November 8, 2017 - Ramaco Carbon, LLC, Tuesday announced a production partnership agreement with Carbon, a Silicon Valley-based 3-D manufacturing company.
Under the agreement, Ramaco Carbon will produce a variety of products and component parts for third parties using Carbon’s 3-D printers.
These components will be manufactured at Ramaco’s Wyoming iPark industrial facility outside of Sheridan, construction of which has not started.
Ramaco Carbon CEO and chairman Randy Atkins said his company is finalizing initial construction and permit plans, with a hope to begin construction in the summer of 2018. Atkins said Ramaco Carbon would begin its 3-D printing production operations in temporary facilities located in Sheridan prior to the completion of the initial iPark building.
According to a press release from Ramaco, the company expects to announce some of the first products to be produced for Carbon soon.

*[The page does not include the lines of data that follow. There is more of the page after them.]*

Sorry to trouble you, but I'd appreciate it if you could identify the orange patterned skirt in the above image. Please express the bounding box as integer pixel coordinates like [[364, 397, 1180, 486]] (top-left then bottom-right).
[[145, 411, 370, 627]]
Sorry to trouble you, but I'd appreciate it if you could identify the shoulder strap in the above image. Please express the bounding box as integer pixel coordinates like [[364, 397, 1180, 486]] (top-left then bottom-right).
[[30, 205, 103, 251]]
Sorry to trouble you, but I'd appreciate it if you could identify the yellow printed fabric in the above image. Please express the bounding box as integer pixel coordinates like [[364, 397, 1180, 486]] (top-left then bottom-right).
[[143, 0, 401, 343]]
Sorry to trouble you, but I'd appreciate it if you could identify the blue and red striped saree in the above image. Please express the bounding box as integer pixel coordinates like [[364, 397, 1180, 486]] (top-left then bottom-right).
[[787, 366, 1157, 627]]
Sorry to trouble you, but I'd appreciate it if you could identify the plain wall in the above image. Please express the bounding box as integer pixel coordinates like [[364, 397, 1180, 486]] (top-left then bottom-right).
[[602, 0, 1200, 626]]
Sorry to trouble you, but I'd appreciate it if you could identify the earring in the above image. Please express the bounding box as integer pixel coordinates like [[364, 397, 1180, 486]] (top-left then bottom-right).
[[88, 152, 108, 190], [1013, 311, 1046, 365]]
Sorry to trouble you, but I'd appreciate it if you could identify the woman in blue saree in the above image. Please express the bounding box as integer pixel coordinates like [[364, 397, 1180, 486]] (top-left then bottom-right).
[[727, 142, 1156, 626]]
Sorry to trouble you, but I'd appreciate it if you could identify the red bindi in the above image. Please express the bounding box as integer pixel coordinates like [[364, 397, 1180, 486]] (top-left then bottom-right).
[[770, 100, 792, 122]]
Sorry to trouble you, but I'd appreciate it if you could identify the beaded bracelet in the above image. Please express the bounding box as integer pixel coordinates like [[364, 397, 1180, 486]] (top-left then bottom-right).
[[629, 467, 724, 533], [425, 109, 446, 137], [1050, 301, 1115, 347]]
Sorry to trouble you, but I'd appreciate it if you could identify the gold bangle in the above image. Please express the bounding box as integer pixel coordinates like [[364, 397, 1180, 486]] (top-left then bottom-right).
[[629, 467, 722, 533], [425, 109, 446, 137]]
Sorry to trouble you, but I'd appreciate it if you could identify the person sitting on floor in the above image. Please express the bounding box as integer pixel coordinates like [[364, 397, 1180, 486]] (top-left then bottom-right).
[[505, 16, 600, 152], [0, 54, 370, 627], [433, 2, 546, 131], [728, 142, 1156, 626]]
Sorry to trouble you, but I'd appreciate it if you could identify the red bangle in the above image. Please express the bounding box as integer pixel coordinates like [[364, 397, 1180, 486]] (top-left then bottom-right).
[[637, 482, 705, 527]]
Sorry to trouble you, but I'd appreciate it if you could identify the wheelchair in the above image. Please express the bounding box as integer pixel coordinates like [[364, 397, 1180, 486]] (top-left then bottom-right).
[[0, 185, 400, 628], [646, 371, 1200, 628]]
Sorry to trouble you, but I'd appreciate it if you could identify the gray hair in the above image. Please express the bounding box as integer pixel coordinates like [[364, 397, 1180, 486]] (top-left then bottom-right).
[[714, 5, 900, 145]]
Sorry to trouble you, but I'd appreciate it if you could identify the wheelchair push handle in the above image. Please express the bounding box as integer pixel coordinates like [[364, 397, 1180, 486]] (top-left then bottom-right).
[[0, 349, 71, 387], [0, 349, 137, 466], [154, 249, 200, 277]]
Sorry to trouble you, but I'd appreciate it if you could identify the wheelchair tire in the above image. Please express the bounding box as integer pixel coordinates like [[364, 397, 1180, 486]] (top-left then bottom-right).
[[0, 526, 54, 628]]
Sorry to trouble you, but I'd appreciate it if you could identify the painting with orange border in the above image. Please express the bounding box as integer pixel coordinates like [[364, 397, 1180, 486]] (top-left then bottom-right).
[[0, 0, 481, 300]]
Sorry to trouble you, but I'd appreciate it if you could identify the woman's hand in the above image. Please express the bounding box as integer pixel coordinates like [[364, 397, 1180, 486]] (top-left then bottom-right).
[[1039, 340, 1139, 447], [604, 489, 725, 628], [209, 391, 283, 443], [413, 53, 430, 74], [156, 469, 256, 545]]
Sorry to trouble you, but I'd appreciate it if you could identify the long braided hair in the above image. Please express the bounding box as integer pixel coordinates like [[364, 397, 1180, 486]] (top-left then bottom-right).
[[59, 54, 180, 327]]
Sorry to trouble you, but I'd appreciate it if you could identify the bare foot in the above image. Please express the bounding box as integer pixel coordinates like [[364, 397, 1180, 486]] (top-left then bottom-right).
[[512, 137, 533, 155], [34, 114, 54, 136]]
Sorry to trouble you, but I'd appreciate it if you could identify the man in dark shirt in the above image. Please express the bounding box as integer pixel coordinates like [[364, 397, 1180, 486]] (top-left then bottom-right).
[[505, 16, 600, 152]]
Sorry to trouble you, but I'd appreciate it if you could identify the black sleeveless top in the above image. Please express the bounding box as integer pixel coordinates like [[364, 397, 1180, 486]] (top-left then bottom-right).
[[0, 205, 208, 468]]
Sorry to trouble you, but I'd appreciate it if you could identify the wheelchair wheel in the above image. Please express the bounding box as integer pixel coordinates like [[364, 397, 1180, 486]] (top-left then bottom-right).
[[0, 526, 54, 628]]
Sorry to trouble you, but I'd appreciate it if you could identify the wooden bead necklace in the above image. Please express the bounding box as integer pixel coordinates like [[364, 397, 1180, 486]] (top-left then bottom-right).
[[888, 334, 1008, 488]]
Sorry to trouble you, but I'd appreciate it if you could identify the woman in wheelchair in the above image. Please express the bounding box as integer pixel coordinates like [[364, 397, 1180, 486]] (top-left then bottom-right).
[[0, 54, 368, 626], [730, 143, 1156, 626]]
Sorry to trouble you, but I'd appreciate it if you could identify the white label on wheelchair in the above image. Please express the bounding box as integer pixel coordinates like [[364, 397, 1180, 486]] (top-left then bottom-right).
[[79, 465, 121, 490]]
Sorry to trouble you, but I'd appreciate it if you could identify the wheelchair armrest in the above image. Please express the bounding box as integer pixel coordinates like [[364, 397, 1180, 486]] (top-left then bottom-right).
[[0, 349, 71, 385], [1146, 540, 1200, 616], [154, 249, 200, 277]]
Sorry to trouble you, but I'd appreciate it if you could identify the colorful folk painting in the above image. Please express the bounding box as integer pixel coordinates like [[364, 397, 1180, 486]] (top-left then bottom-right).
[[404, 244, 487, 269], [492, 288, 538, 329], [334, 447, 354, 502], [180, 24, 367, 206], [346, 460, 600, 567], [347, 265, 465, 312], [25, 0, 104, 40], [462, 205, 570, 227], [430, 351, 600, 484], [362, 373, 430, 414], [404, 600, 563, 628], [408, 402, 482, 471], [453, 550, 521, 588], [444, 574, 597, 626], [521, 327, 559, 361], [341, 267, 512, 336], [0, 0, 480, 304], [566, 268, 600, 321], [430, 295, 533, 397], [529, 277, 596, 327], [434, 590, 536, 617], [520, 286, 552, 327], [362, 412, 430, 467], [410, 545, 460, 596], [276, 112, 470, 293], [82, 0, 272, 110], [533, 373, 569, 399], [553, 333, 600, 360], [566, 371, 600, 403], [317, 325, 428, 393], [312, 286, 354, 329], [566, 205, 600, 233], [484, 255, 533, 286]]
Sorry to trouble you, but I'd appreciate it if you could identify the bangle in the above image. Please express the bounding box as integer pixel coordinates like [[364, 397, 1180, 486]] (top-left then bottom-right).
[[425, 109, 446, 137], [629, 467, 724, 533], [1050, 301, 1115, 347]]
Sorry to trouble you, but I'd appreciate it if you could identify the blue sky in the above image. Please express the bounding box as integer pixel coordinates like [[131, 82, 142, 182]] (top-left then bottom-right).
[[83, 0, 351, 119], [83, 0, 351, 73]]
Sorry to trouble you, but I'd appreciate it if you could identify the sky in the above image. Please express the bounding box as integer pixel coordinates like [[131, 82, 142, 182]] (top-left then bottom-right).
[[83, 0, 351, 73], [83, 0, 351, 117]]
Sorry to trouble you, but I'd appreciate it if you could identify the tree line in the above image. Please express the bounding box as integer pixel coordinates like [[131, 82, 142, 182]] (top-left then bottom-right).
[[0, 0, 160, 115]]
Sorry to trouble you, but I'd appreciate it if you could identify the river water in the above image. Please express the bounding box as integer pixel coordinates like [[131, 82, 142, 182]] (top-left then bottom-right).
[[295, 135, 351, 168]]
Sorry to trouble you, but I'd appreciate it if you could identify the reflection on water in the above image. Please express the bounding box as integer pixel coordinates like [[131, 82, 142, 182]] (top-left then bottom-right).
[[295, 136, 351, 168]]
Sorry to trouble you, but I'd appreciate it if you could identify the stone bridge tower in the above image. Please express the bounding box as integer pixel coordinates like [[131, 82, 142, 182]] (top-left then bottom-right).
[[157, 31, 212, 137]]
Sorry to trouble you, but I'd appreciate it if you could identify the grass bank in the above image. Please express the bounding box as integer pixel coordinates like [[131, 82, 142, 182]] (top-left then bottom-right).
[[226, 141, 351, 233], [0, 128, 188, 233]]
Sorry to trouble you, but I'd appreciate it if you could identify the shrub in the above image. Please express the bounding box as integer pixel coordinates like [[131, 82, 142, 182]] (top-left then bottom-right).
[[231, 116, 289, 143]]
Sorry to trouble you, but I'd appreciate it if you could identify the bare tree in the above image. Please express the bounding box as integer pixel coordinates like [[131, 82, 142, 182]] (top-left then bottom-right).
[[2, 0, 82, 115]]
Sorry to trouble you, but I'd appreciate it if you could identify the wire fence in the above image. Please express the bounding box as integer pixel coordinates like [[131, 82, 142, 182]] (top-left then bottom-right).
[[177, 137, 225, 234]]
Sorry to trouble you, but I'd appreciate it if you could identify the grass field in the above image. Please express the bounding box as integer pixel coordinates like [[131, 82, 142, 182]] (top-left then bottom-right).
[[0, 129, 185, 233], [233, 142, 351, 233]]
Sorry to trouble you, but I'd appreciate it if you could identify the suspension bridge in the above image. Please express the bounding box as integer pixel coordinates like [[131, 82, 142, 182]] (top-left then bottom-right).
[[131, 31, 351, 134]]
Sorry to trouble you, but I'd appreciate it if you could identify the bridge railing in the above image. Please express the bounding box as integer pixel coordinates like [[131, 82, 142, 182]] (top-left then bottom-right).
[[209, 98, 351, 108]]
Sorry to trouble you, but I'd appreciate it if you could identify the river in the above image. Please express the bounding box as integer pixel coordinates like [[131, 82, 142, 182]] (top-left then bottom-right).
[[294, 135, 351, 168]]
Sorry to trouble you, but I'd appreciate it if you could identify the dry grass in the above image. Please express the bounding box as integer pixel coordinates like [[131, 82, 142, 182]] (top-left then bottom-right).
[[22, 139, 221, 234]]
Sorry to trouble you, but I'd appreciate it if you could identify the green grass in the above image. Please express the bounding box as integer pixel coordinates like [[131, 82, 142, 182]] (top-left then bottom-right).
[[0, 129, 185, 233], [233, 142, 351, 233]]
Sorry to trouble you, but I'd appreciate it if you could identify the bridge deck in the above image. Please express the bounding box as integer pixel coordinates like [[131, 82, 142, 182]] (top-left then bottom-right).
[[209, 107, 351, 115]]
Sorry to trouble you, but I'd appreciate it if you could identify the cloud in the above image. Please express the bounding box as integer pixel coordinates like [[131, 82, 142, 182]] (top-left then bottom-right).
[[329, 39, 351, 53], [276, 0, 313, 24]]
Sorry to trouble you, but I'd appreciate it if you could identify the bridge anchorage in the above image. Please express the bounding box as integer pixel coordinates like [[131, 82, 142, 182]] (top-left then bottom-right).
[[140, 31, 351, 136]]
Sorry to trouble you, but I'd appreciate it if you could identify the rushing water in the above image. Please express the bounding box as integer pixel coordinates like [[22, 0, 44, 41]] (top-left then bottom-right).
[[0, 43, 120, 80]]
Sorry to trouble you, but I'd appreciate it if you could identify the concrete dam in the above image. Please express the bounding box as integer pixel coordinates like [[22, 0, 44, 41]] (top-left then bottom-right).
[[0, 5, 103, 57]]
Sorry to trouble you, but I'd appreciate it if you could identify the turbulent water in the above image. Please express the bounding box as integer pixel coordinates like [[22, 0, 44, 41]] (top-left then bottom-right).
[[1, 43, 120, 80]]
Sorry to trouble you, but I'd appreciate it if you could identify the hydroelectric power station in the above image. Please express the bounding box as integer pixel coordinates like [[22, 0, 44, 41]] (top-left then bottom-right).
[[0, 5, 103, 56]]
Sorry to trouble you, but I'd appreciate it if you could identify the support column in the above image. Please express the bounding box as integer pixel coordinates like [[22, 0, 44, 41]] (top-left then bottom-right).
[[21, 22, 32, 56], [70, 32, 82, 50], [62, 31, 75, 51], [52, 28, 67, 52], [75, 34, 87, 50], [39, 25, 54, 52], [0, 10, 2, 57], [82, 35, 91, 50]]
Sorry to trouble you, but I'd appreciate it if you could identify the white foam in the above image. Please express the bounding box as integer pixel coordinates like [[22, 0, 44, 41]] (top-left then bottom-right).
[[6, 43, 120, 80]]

Carbon’s 3-D printing works at the intersection of hardware, software and molecular science. Its technology delivers a process that uses digital light projection, oxygen permeable optics and programmable liquid resins to produce parts with exceptional mechanical properties, resolution and surface finish.
Ramaco Carbon intends to create a series of carbon-based industrial and manufacturing facilities at its integrated facilities including a coal mine (Brook Mine), research facility (iCAM) and manufacturing facility (iPark). The permitting process for the coal mine, though, has been delayed. The state denied a mining permit to the Brook Mine after the Environmental Quality Council conducted hearings and ruled in September that Ramaco’s plans for the mine didn’t offer enough environmental protections. Ramaco has since appealed the EQC and Department of Environmental Quality decisions in district court.
Atkins said the products for Carbon will initially be produced using resin feedstock provided by Carbon.
“We will be working to ultimately replace these with resins made from coal from the Brook mine,” Atkins said. “Intellectual property developed from this work would be applicable to other thermal coals.”
The Ramaco Carbon leader also said the initial manufacturing isn’t contingent on the permit for the Brook Mine being approved.
“However, we would review permanent location of our advanced manufacturing operations and the jobs they would create should mine approval ultimately not be secured,” Atkins said.
Ramaco Carbon leaders expect to announce both the company’s initial production schedule and the first product line soon. The company is aiming for production launch late in the first quarter of 2018.
“We’re excited to announce our partnership with Ramaco, our first production partner in Wyoming,” said Dana McCallum, head of production partnerships at Carbon. “Carbon and Ramaco are committed to helping companies develop high performing, cost effective products using Carbon’s technology and materials. The Wyoming iPark and iCAM is a growing research campus and will be a great place for companies to come together in the industrial manufacturing industry.”